Improvement in subquery execution with the upcoming MySQL-6.0 branch

Although I know the JOIN syntax very well, IN clauses are often so much easier to read. A few years ago I was developing a custom ERP application on SAPDB/MAXDB (still opensource at the time) and I used extensively IN clauses to make complex queries easier to read. Of course with MySQL I have been fairly disappointed up to now by the performance of the IN clause. Look at the following explain from a 5.1.x database:

mysql> explain select u2.name from user u2 where u2.id IN (select Friend from friend where friend.UserID IN (select id from user where name = 'Yves'));
+----+--------------------+--------+-----------------+---------------+---------+---------+------+------+--------------------------+
| id | select_type        | table  | type            | possible_keys | key     | key_len | ref  | rows | Extra                    |
+----+--------------------+--------+-----------------+---------------+---------+---------+------+------+--------------------------+
|  1 | PRIMARY            | u2     | ALL             | NULL          | NULL    | NULL    | NULL |    8 | Using where              |
|  2 | DEPENDENT SUBQUERY | friend | index           | NULL          | PRIMARY | 8       | NULL |    4 | Using where; Using index |
|  3 | DEPENDENT SUBQUERY | user   | unique_subquery | PRIMARY       | PRIMARY | 4       | func |    1 | Using where              |
+----+--------------------+--------+-----------------+---------------+---------+---------+------+------+--------------------------+
3 rows in set (0.01 sec)

As one can see, it considers the sub queries as DEPENDENT even if they are absolutely not dependent. This will cause the sub queries to be executed for each rows of u2, a performance bummer. Fortunately, MySQL 6.0.x has a much improved handling of the IN clauses, the same explain on a 6.0.x server gives the followings:

mysql> explain select u2.name from user u2 where u2.id IN (select Friend from friend where friend.UserID IN (select id from user where name = 'Yves'));
+----+-------------+--------+--------+---------------+---------+---------+--------------------+------+-----------------------------+
| id | select_type | table  | type   | possible_keys | key     | key_len | ref                | rows | Extra                       |
+----+-------------+--------+--------+---------------+---------+---------+--------------------+------+-----------------------------+
|  1 | PRIMARY     | friend | index  | PRIMARY       | PRIMARY | 8       | NULL               |    4 | Using index; LooseScan      |
|  1 | PRIMARY     | u2     | eq_ref | PRIMARY       | PRIMARY | 4       | test.friend.Friend |    1 |                             |
|  1 | PRIMARY     | user   | eq_ref | PRIMARY       | PRIMARY | 4       | test.friend.UserId |    1 | Using where; FirstMatch(u2) |
+----+-------------+--------+--------+---------------+---------+---------+--------------------+------+-----------------------------+
3 rows in set (0.00 sec)

Where you can observe that all the queries are now independent and I expect performance to be way better.

About Yves Trudeau

I work as a senior consultant in the MySQL professional services team at Sun. My main areas of expertise are DRBD/Heartbeat and NDB Cluster. I am also involved in the WaffleGrid project.
This entry was posted in mysql, yves. Bookmark the permalink.
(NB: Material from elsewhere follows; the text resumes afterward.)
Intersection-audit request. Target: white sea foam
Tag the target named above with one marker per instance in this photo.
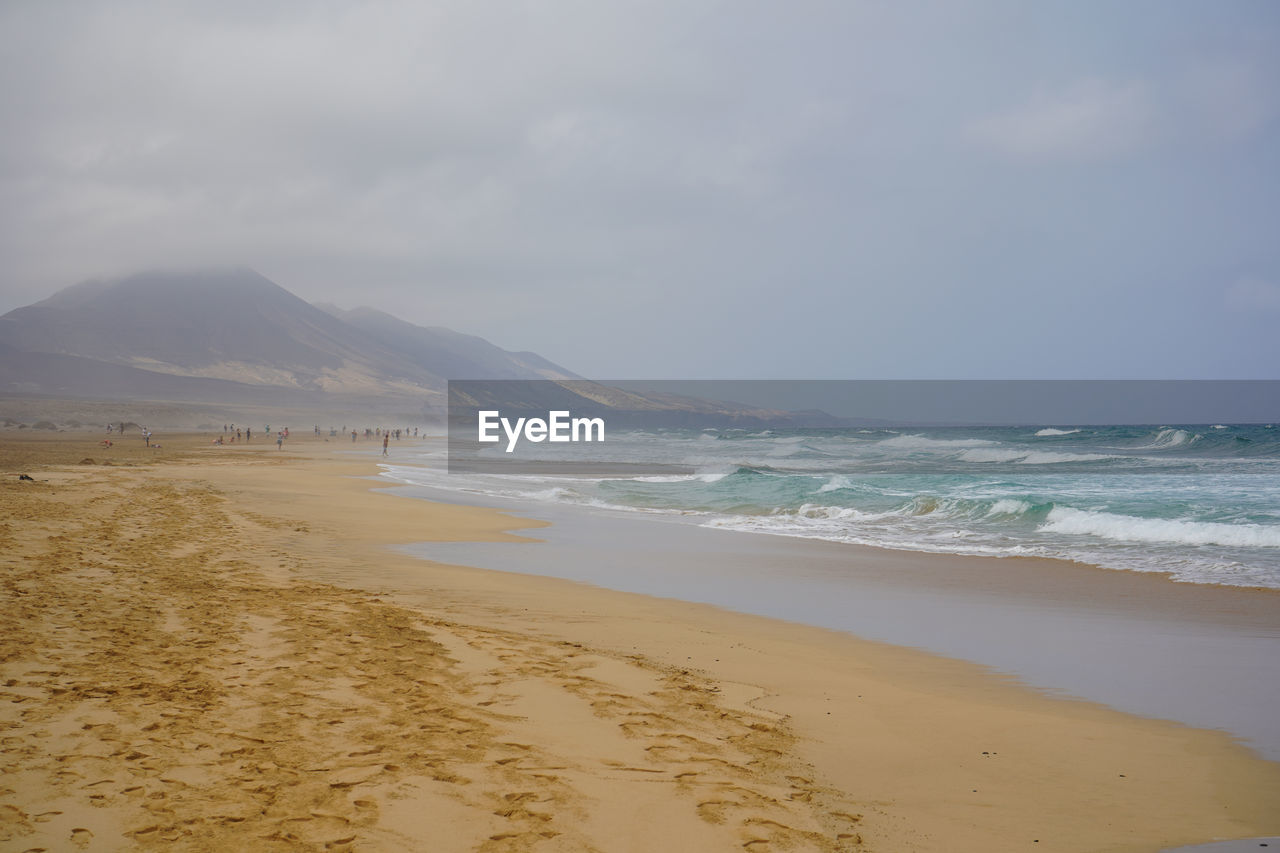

3 Responses to Improvement in subquery execution with the upcoming MySQL-6.0 branch

  1. KevinF says:

    Matt, thanks for the heads-up.
    Does mysql pre-6.0 ever consider see subquery clauses as independent? I gave up trying.

  2. KevinF says:

    Oops, sorry! Yves, that is.

  3. Yves Trudeau says:

    That example is fairly simple. I can show you queries joining more than 10 tables. With the IN and NOT IN clauses, I can say in a few seconds what the query is returning but with JOIN and OUTER JOIN the reading is not as trivial. You are right that it is probably a more procedural way of seeing things, my point is just that it is easier to read.